For an illustrative 3D exploration of Q44-HTTex1 fibril structure, see the associated video in Extended Data 1. (A) A graphical depiction (after 5-μs simulation in Amber14SB) of the HTTex1 fibril. The region shaded in gray denotes a single sheet within the fibril’s architecture. (B) An atomic view of the N17 domain within the fibril, naming the specific amino acids. (C) An atomic depiction of the glutamine side-chains within the fibril. The high stability of the fibril structure is primarily attributed to the extensive hydrogen bonding interactions among the glutamines, as depicted in the right panel. (D) Top view representation of the β-sheet highlighted in panel A. A quartet of HTTex1 monomers is visible. The polyQ is color-coded for the type “a” (red) and “b” (blue) strands; the tight β-turn is cyan. The N17 and PRD domains are orange and gray, respectively. Note the structural variation between different monomers in the same fibril sheet, including in particular the range of helical content in the N17.

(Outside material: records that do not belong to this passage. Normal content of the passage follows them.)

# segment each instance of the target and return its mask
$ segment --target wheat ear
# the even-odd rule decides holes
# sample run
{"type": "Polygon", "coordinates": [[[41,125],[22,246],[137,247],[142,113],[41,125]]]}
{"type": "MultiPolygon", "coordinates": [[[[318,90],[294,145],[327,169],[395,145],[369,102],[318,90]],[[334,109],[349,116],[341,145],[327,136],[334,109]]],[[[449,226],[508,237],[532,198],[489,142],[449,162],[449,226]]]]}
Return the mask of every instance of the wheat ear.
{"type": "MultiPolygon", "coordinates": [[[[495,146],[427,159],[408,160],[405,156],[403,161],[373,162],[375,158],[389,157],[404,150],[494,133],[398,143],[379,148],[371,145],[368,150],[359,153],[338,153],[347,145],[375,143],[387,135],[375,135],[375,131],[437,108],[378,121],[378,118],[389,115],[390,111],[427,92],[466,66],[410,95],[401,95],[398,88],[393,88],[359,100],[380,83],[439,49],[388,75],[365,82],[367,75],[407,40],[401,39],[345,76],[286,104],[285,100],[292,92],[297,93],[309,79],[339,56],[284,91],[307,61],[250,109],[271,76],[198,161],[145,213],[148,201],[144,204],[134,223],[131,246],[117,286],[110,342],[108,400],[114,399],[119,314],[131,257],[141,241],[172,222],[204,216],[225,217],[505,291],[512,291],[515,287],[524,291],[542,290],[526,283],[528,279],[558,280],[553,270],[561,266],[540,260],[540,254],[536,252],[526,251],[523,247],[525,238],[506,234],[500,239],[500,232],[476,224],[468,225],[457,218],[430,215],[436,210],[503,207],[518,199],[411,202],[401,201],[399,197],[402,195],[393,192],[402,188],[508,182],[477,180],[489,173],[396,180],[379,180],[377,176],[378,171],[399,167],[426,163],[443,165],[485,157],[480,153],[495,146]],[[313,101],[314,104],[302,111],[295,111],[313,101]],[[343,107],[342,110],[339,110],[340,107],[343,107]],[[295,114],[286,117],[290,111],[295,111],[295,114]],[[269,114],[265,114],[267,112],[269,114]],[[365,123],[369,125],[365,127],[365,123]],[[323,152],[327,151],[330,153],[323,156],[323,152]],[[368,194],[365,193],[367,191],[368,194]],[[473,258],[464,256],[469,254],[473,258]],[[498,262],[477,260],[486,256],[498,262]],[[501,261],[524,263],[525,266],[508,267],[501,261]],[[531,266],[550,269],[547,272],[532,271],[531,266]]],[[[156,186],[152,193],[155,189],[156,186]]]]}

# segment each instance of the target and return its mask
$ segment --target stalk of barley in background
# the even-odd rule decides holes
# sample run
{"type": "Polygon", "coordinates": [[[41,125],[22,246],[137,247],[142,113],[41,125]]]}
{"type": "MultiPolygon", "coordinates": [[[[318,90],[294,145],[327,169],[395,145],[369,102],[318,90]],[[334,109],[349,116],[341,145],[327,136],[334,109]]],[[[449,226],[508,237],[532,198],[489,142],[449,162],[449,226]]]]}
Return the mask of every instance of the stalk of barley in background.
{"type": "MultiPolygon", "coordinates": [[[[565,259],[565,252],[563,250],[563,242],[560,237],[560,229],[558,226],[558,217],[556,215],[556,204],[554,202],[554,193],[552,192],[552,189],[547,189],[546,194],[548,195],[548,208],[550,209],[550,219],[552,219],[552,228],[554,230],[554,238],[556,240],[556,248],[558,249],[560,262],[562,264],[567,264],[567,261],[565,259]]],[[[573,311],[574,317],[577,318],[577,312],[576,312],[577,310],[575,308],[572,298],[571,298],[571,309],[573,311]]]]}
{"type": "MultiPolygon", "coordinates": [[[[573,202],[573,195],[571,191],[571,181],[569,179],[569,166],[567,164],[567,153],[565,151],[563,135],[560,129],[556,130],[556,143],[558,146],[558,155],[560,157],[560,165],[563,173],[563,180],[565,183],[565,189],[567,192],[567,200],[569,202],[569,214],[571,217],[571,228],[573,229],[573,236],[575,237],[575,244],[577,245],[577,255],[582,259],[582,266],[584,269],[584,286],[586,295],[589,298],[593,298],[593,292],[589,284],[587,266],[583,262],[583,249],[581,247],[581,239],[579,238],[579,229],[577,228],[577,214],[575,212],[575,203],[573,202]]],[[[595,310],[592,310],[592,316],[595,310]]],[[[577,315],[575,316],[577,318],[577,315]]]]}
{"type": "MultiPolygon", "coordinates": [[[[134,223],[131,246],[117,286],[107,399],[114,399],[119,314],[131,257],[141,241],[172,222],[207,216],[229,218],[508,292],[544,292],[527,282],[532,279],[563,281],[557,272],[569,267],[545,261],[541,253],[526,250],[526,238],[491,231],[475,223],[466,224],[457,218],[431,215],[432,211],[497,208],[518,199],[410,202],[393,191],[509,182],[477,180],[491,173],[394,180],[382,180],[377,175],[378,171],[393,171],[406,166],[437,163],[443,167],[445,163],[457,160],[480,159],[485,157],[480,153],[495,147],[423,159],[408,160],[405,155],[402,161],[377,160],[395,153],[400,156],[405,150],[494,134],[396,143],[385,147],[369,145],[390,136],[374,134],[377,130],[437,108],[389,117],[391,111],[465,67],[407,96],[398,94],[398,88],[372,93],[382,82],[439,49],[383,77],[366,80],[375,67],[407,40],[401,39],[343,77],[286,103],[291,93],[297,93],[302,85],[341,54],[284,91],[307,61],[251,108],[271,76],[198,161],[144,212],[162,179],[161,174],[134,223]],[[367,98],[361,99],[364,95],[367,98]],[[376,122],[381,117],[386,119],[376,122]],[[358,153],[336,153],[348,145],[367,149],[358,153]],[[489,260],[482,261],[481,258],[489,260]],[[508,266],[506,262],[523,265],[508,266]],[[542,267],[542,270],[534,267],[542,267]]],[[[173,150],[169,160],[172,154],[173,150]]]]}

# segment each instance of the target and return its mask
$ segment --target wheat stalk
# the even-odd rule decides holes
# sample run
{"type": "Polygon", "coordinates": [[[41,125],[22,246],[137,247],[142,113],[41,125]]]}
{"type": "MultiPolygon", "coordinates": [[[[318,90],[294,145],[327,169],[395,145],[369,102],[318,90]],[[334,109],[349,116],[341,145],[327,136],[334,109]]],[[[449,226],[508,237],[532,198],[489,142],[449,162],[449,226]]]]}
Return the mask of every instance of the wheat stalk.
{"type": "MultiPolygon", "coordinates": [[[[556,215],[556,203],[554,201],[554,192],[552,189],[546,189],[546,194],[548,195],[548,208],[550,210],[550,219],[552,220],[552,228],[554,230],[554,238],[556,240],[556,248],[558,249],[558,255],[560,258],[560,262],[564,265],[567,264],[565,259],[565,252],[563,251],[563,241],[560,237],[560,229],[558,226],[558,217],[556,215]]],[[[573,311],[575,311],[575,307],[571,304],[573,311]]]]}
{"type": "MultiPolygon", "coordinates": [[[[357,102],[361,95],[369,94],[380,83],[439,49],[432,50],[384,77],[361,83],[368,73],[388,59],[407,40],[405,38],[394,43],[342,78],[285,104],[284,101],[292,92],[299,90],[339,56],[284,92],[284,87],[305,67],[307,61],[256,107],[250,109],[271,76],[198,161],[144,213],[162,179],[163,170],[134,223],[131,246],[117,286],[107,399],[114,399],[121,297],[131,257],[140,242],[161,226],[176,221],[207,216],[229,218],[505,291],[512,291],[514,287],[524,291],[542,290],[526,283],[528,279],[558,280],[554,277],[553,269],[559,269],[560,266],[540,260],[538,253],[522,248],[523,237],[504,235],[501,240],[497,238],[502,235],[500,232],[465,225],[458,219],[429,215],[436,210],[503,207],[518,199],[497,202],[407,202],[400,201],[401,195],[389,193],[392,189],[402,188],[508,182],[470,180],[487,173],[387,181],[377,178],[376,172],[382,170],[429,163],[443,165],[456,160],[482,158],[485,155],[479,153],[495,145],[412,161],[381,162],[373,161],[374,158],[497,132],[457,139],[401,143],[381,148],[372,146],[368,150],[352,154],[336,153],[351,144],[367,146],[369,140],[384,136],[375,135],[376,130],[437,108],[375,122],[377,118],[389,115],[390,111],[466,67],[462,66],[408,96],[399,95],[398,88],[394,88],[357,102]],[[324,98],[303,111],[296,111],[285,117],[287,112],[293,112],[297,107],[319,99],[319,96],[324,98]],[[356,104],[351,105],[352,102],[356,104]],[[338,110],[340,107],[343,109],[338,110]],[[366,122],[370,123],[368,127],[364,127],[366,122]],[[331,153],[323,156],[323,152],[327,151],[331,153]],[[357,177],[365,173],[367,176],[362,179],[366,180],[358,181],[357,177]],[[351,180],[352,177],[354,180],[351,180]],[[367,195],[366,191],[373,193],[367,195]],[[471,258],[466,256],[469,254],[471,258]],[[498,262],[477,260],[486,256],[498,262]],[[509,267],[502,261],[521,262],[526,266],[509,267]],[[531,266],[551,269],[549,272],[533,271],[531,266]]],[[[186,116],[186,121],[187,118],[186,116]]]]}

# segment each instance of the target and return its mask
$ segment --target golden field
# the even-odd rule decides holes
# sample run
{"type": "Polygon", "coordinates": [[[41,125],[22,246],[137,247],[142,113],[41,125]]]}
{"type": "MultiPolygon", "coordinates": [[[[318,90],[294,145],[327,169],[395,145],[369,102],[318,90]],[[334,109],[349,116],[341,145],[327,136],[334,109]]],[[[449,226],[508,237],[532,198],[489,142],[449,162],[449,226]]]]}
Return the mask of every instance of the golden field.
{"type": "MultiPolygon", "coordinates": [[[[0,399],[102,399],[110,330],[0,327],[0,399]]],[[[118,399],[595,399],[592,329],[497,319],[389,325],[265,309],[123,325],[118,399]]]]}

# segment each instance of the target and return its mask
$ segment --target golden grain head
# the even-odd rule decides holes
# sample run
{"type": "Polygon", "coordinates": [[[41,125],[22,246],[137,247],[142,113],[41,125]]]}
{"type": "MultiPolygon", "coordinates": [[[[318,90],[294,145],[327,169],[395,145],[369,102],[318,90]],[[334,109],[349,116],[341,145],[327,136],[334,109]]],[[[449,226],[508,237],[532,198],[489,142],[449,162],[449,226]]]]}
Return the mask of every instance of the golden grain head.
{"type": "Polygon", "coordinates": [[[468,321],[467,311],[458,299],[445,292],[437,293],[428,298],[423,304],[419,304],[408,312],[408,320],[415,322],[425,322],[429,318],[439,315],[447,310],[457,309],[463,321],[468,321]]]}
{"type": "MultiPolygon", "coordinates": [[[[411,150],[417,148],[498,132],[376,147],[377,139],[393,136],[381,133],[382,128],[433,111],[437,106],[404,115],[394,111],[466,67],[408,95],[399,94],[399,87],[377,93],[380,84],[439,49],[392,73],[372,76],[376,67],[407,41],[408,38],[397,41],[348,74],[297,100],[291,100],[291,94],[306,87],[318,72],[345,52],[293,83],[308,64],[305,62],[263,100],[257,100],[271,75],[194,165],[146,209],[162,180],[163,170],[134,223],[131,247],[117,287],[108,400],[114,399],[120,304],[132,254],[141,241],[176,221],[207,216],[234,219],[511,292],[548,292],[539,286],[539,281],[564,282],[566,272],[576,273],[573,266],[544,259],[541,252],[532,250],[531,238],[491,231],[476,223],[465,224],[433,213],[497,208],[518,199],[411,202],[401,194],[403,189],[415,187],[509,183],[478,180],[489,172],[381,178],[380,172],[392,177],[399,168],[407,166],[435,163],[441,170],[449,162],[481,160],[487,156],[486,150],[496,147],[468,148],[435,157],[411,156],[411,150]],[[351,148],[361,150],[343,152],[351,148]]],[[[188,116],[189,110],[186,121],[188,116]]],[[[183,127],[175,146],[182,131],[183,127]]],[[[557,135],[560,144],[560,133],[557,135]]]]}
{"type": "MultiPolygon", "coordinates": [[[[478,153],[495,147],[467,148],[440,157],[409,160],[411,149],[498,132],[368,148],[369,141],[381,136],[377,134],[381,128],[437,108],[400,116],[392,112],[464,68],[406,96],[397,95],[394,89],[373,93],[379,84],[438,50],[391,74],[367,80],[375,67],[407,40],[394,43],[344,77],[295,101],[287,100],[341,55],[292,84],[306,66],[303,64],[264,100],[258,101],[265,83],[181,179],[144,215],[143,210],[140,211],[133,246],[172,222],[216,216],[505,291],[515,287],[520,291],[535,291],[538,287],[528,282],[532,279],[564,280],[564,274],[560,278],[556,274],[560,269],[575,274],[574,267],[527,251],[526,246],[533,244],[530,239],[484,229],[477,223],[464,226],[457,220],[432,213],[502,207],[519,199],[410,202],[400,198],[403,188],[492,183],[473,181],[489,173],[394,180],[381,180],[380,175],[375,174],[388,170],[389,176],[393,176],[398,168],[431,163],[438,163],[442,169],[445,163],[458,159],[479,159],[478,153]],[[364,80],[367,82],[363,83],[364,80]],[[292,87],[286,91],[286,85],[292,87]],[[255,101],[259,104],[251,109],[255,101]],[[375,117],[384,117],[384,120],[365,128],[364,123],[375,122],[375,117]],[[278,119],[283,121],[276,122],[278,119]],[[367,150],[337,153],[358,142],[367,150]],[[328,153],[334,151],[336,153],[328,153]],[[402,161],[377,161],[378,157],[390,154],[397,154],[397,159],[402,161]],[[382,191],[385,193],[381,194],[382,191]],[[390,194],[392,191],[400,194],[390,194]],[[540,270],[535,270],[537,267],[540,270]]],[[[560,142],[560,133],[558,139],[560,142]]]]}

Figure 8.. PRD-domain brushes prevent post-translational-modification enzymes from reaching their target sites in HTTex1 fibrils.

(A) Size of the largest molecular species (b_max= 0.8 nm) that can penetrate the polymer brush formed by the C-terminal PRD domains (as given by the polymer brush theory, see Methods). Silhouettes of the (B) E2-E3 Ubiquitin-Conjugating Complex (PDB code 1C4Z) + ubiquitin (1UBQ), and (C) TANK-Binding Kinase 1 (6CQ0) + phosphate. (D) Silhouette of the HTTex1 fibril. The view is along the fibril growth direction. Shown are two consecutive monomer layers: the top layer in black, the layer behind it in gray. Post-translational modification sites in the top layer highlighted in colour: the potential phosphorylation sites (residues T3, S13, and S16 in the N-terminal N17 domain) in yellow, and ubiquitination sites (residues K6, K9, and K15, also in the N17 domain) in green.